Drop a PNG here, paste it, or click to browse
You can check several files at once.
Files are read in your browser and never uploaded.
Check if a PNG is animated
Not sure whether a .png file is actually an animation? Drop it above and this checker reads the file's bytes to tell you instantly whether it's an animated PNG (APNG) or a plain static PNG — along with the frame count, how many times it loops, and its dimensions. Everything runs in your browser, so your image never leaves your device.
What is an APNG?
APNG (Animated Portable Network Graphics) extends the regular PNG format to store an animation — a sequence of frames with per-frame timing — while remaining backward-compatible. Open an APNG in a viewer that doesn't support animation and you simply see the first frame, a normal PNG. Unlike GIF, APNG keeps full 24-bit color and proper alpha transparency, which is why it's popular for stickers, emotes, and crisp UI animations.
How APNG detection works (the acTL chunk)

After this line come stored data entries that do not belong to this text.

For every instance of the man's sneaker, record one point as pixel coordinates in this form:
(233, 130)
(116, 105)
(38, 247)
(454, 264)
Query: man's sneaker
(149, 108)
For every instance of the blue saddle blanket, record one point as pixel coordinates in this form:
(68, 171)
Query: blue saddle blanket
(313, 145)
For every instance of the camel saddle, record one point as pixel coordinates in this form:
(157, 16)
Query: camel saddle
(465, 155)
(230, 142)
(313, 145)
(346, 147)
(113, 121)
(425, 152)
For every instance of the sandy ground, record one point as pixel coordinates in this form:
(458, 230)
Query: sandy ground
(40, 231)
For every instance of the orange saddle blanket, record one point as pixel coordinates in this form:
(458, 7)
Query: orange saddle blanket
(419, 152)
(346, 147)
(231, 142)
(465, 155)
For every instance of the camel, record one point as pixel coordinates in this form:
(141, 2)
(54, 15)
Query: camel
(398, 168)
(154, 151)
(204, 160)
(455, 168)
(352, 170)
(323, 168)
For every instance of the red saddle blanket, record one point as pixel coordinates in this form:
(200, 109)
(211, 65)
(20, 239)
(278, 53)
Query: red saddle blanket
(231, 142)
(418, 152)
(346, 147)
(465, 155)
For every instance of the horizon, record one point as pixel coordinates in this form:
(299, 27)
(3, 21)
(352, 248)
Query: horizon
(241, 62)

A PNG file is a signature followed by a series of chunks (length, 4-letter type, data, CRC). A file is an APNG when it contains an acTL (animation control) chunk before the first IDAT (image data) chunk. The acTL chunk stores the number of frames and the loop count (0 means it loops forever). This tool walks the chunks, finds acTL, and reports those values. If acTL appears after the first IDAT, most decoders treat the file as a static PNG — and the checker flags that too.
APNG vs GIF vs WebP
| Format | Colors | Transparency | Notes |
|---|---|---|---|
| APNG | 24-bit (millions) | Full alpha | Great quality, widely supported, larger files |
| GIF | 256 max | 1-bit (on/off) | Universal legacy support, lowest quality |
| Animated WebP | 24-bit | Full alpha | Usually smallest files, modern support |
Frequently Asked Questions
- What is an APNG?
- APNG (Animated Portable Network Graphics) is an extension of the PNG format that stores an animation — multiple frames with timing — while staying backward-compatible with PNG. Viewers that do not support APNG simply show the first frame as a normal static image.
- How do I know if a PNG is animated?
- A PNG is animated (an APNG) if it contains an "acTL" (animation control) chunk before the first image-data (IDAT) chunk. This tool reads the file's bytes, finds that chunk, and reports the frame count and loop count.
- Does this tool upload my file?
- No. The file is read locally with the browser's FileReader and parsed in JavaScript. Nothing is sent to a server, so it works offline and keeps your images private.
- Why does my APNG show as a static image?
- Two common reasons: the viewer/app does not support APNG (it then shows only the first frame), or the acTL chunk appears after the first IDAT, which makes most decoders treat the file as a static PNG. This checker flags that second case.
- APNG vs GIF vs WebP — what should I use?
- APNG supports 24-bit color and full alpha transparency (far better than GIF's 256 colors and 1-bit transparency) and is widely supported in modern browsers. Animated WebP usually produces smaller files but has slightly different tooling. GIF has the broadest legacy support but the lowest quality.